BENGHAZI, Libya A car bomb killed a police officer in Benghazi early on Wednesday, a police source said, the second attack on the eastern city's security forces in two days.
Like much of the country, Benghazi - cradle of the popular revolt that overthrew Muammar Gaddafi more than a year ago - is awash with weapons. Libya's government has struggled to control rival armed factions there ever since the uprising.
Attacks on British, Italian, Red Cross and United Nations properties and personnel there in the past year highlight the precarious security in the North African state.
Wednesday's attack killed Salah al-Wizry as he arrived home late at night.
"He was killed in front of his house by a bomb planted in his vehicle," a police source said.
On Monday, at least one police officer was wounded when attackers threw a grenade at a patrol car in Benghazi.
On Tuesday, Italy - the former colonial power in Libya - suspended activity at its consulate in the city, Libya's second biggest, and withdrew staff for security reasons after a gun attack on its consul at the weekend.
Unidentified gunmen opened fire on Guido De Sanctis's armored car.
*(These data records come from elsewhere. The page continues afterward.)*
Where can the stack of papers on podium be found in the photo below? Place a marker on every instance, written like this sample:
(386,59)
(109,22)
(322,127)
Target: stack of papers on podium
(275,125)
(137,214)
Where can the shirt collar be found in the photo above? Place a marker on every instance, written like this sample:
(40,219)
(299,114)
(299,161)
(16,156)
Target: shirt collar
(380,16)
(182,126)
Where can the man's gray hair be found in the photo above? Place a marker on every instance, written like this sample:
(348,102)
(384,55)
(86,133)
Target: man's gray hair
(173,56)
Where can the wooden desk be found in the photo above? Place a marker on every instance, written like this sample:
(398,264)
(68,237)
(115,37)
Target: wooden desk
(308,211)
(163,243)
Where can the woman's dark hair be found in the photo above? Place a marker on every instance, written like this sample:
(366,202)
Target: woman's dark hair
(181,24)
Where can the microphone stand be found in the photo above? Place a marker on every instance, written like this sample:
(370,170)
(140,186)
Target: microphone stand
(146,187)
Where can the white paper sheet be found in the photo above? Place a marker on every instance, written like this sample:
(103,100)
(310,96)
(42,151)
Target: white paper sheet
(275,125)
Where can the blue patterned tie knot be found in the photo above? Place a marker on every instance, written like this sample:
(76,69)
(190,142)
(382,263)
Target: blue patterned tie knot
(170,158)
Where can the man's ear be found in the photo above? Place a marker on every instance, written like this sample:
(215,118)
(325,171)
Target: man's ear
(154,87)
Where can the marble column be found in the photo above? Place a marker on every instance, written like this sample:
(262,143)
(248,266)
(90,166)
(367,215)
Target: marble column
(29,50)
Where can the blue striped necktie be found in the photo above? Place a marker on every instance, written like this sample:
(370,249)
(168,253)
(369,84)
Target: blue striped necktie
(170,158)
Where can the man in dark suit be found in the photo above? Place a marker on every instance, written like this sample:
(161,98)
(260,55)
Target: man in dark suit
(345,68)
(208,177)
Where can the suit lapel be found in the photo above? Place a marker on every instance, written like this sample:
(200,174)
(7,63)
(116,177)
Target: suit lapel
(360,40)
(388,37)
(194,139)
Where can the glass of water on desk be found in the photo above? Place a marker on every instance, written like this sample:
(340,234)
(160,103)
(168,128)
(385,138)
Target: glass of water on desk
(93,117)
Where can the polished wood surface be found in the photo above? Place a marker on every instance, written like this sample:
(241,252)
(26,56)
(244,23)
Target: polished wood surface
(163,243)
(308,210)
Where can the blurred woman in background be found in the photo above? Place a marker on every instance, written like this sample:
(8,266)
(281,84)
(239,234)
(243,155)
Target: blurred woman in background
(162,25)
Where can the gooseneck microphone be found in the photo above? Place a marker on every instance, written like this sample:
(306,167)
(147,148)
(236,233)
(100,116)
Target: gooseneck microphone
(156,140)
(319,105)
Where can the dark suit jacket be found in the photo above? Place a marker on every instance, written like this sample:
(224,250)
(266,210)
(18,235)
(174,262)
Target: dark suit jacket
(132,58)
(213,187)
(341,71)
He was unhurt but the attack was a reminder of the September 11 attack on the U.S. mission there that killed the ambassador and three other Americans.
American officials say militants with ties to al Qaeda affiliates were most likely involved in that attack.
To keep a degree of order, Libya's government relies on numerous militias made up of thousands of Libyans who took up arms against Gaddafi. The groups provide what passes for official security but also what poses the main threat to it.
In November, the city's police chief was shot dead and attacks on police officers and buildings are frequent.